Minus 45 Grad: Suche im Schneesturm blieb erfolglos

Laut Dokumenten des „Institute for Telecommunication Sciences“ verließ der 25-Jährige an diesem Tag das sogenannte „Radio Noise Building“, um zurück ins Hauptlager zu gehen. Bei Temperaturen von unter minus 40 Grad wurde er nie wieder gesehen. Eine groß angelegte Suche mit Leuchtraketen, Sichtfahnen und Fahrzeugen blieb erfolglos. Nach vier Tagen wurde die Aktion eingestellt, da alle Spuren im Schneesturm verschwunden waren. Disch wird seitdem als vermisst geführt, sein Körper konnte bis heute nicht gefunden werden.

Jim Bartley, der im Winter 1964/65 Teil der Crew der Byrd-Station war, sagte später: „Wir haben vergeblich versucht, Carl zu finden, aber der Wind tobte bei minus 45 Grad. Alles, was wir tun konnten, war, Seile um unsere Taille zu binden, uns auf beiden Seiten der Raupe zu verteilen und zu hoffen, über ihn zu stolpern. Es war wie die Suche nach einer Nadel im Heuhaufen – mit verbundenen Augen.“

Gedenkorte in Westantarktis und Wisconsin

Zur Erinnerung an den verschollenen Wissenschaftler trägt eine Landspitze an der Walgreen-Küste in Westantarktis seinen Namen. Das „Disch Promontory“ wurde vom Advisory Committee on Antarctic Names benannt und ist seitdem in offiziellen Kartenwerken verzeichnet.

Ein am 10. März 2013 veröffentlichtes Bild zeigt zwei Personen, die am 20. Februar 2013 Fotos von King George Island im Archipel der südlichen Shetlandinseln, Antarktis, machen.

King George Island, ein wichtiger Standort internationaler Antarktis-Forschung. (Symbolbild)

Auch in seiner Heimatstadt Monroe im US-Bundesstaat Wisconsin gibt es einen Ort des Gedenkens. Auf dem Greenwood Cemetery wurde ein symbolisches Grab für Carl Robert Disch angelegt. Die Grabstelle befindet sich im Familiengrab, in dem auch seine Eltern Leonard und Martha Disch bestattet sind. Auch seine beiden Brüder leben mittlerweile nicht mehr.

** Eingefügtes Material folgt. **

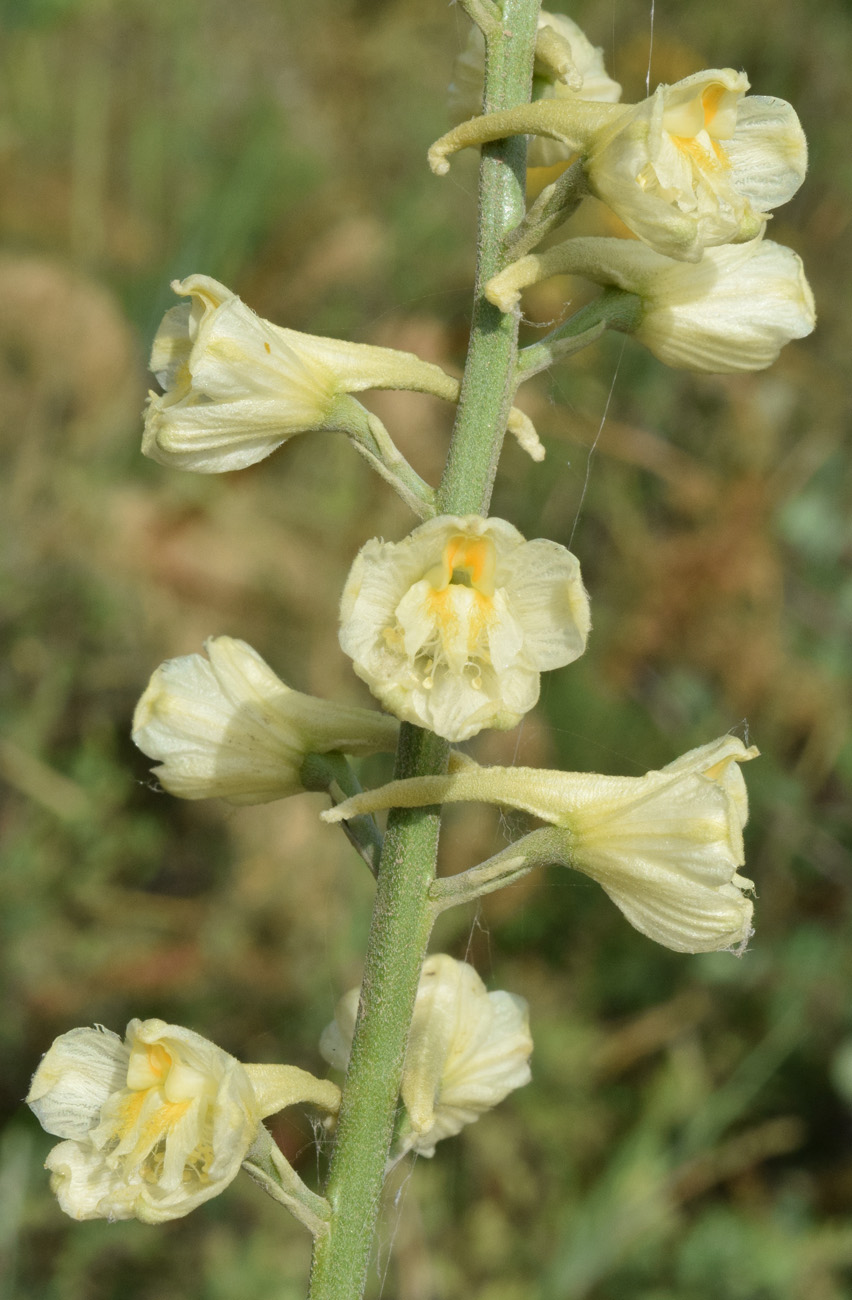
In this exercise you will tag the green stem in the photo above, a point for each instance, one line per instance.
(487, 388)
(403, 911)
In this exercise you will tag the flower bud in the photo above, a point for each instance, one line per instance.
(467, 1051)
(224, 726)
(665, 846)
(158, 1123)
(452, 627)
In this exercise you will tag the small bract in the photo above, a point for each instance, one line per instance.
(452, 627)
(583, 74)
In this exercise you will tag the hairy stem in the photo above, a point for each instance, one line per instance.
(403, 913)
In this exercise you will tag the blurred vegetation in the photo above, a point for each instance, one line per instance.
(688, 1130)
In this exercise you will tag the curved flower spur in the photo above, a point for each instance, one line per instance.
(156, 1123)
(665, 846)
(693, 165)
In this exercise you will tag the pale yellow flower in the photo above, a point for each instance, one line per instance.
(665, 846)
(731, 311)
(158, 1123)
(467, 1051)
(584, 76)
(699, 164)
(452, 627)
(224, 726)
(237, 386)
(695, 165)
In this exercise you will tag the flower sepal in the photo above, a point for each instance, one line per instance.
(665, 846)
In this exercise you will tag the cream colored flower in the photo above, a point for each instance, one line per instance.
(452, 627)
(467, 1051)
(731, 311)
(156, 1123)
(695, 165)
(237, 386)
(225, 727)
(699, 164)
(665, 846)
(580, 72)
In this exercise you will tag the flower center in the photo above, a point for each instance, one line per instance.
(466, 562)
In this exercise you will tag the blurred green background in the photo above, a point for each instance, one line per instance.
(688, 1130)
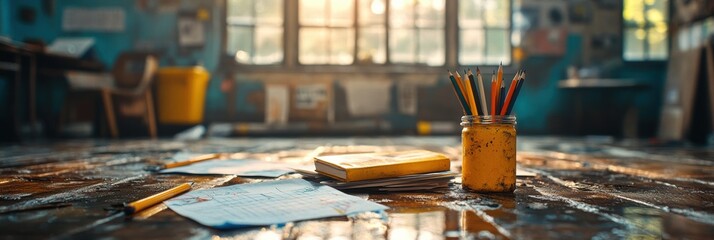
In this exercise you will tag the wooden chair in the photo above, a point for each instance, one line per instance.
(133, 75)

Legenden und Spekulationen um sein Verschwinden

Über die Jahre und Jahrzehnte gab es neben der offiziellen Version immer wieder Spekulationen. So kursiert die Anekdote, Disch habe nach einem Kartenspiel wütend angekündigt, „zum Pol“ zu gehen, und sei nie zurückgekehrt. Auch ein angeblicher Funkspruch von 1971, in dem er sich aus McMurdo Station gemeldet haben soll, wurde rasch als Scherz entlarvt. Manche Geschichten beschreiben sogar, er sei absichtlich verschwunden oder habe aus Langeweile das Camp verlassen. Keine dieser Theorien konnte je bestätigt werden.

Der Fall unterscheidet sich von anderen Fällen auf dem Kontinent, bei denen die Opfer später geborgen oder offiziell für tot erklärt wurden. Während nach dem Fund von Dennis Bell ein jahrzehntelanges Rätsel gelöst werden konnte, bleibt Dischs Verbleib ungeklärt. Er ist damit bis heute der einzige Mensch, der in der Antarktis offiziell als vermisst gilt.